KnigaRead.com/
KnigaRead.com » Фантастика и фэнтези » Юмористическая фантастика » Андрей Синицын - Новые мифы мегаполиса (Антология)

Андрей Синицын - Новые мифы мегаполиса (Антология)

На нашем сайте KnigaRead.com Вы можете абсолютно бесплатно читать книгу онлайн Андрей Синицын, "Новые мифы мегаполиса (Антология)" бесплатно, без регистрации.
Перейти на страницу:

«Поплывшие» девчонки выделывали такое, чего, наверное, никогда бы не сделали по трезвости. Причём, как заверял Лисицын, наутро мало что смогли бы рассказать.

Воспоминания — это сон…

Дожить до утра не дал парень по имени Вася, сожитель Белкиной. Явился среди ночи, открыв дверь своим ключом. Откуда и зачем у него ключ от чужой квартиры? Не иначе, собирался при случае обнести богатеньких ротозеев. А чего ещё ожидать от ничтожества, от лузера, озабоченного в жизни только одним: как срубить деньжат на прокорм безмозглого тела.

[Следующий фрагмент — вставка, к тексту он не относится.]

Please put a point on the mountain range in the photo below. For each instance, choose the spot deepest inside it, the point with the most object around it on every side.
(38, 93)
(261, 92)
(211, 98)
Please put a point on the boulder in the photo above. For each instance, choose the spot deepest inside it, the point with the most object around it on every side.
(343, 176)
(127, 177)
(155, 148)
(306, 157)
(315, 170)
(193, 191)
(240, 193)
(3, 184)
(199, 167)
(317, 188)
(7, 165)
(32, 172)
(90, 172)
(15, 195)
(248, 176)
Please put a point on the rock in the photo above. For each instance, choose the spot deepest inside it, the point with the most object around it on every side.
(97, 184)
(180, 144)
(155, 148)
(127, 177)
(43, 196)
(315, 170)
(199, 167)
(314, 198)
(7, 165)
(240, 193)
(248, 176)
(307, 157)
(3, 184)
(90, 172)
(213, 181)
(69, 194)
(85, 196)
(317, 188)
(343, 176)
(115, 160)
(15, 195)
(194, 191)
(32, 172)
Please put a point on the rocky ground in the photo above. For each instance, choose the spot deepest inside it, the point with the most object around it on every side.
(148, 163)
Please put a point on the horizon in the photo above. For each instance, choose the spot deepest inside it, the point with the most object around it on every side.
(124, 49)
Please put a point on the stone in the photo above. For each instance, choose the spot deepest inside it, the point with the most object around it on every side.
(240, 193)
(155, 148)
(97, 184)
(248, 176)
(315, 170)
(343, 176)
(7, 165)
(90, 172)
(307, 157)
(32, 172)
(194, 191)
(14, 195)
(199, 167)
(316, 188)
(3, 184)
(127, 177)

Он прогулялся по квартире, тупо собирая раскиданное бельё, пока не оказался в спальне. Тут-то Белкина и очнулась — словно почуяла. Вскочила, трогательно прикрывшись простынёй, сдёрнутой с Барсукова.

Молчание тянулось добрую минуту. Компания мучительно трезвела.

— Мобильники не отвечали, — объяснил пришелец, глядя в пол. — Ни твой, ни у твоих друзей. И городской телефон не снимали.

— Васенька… — сказала Белкина.

— Нормально. — Он попытался улыбнуться. — Жизнь удалась.

— Васенька, подожди!

Он ушёл, громко шаркая. Поднимать ноги — не оказалось сил.

Белкина бросилась было следом, но встала на пороге комнаты, растерянно озирая себя. Потом она странно посмотрела на всех оставшихся и ушла почему-то совсем не в ту сторону — в холл.

— Разведка обосра… в общем, случился досадный сбой, — изрёк Лисицын, потянувшись.

Лосева тычком свалила его с кровати.

— Кретин!

— А чего? Это была грустная, а также печальная шутка.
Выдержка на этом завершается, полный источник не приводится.